Wearing men’s clothes was not a fashion
statement as much as a safer alternative when forced to do certain work. There was, to the western woman, a practical
streak. There was also, historic
precedence, because in every nearly every conflict of the American nation there
were women who donned male attire, signed up or joined in, and fought the enemy
as defined in that moment. In the American Revolution, the Civil War, and in
the American Frontier women dressed as men to either pass as a man or as a means
to do the task of a man forbidden them as a woman.
In Oklahoma, there were several of these stories. They are delightful in the sense that some
adopted the costume but never tried to hide their identities, some hid their
gender and their companions, by mutual consent, accepted them for what they
presented themselves as and some even pulled the wool over everybody’s eyes in
their masquerade. They cannot be labeled
with any common word s they were soldiers, outlaws, and cowhands. There are probably more of them, hidden from history
and family alike, and one can imagine that may still bring a chuckle to the
ghosts of these women who shook free of social constraints to establish their
unique place in history on their own terms.

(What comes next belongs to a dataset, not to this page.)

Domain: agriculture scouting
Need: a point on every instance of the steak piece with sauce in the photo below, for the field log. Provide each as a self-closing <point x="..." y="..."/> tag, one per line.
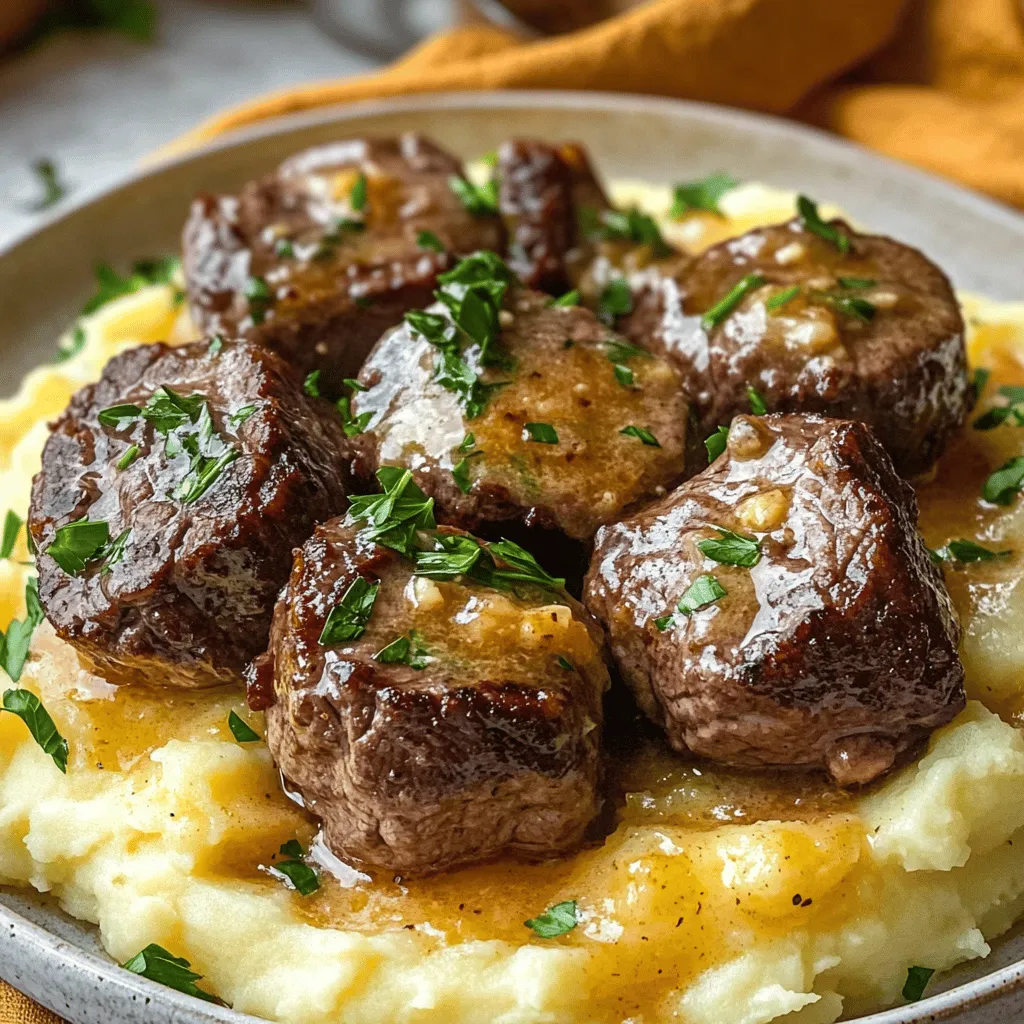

These 'desperadoes' were active for only a short couple of years but they captured the imagination of people. Their youth is often the most striking aspect of their story. "Cattle Annie" was Anna Emmaline McDoulet Roach who was born in 1882 in Douglas, Kansas and who died in 1978 in Oklahoma City. She was sent to Farmington Correctional Institution in Massachusetts in 1895. She married and settled down to a long-lived and very law abiding life.
"Little Britches" was born Jennie Stevenson in 1879 in Barton, Missouri (where Wyatt Earp had lived with his first wife who died). She preferred to wear men's clothes and that, combined with her more diminutive stature, earned her the nickname. In 1895 she married a deaf-mute named Ben Midkoff but soon left to hook up with Frank Wilson. Selling whiskey to the Indians in Osage Nation they were arrested in Perry and brought to the local regional court in Pawnee by U.S. Deputy Marshall Frank Canton. No information has been found for what happened to her and no death information has been located by most researchers.
Rose Dunn aka "Rose of the Cimarron", along with "Cattle Annie", "Little Britches", Jessie Finley (Finley), and Flora Quick Mundis aka Tom King would fill dramatically the void left by the mysterious murder of Belle Starr in 1889 near Eufaula. A fascinating page of truly unique history...found in Oklahoma...on the fringes of "Hell."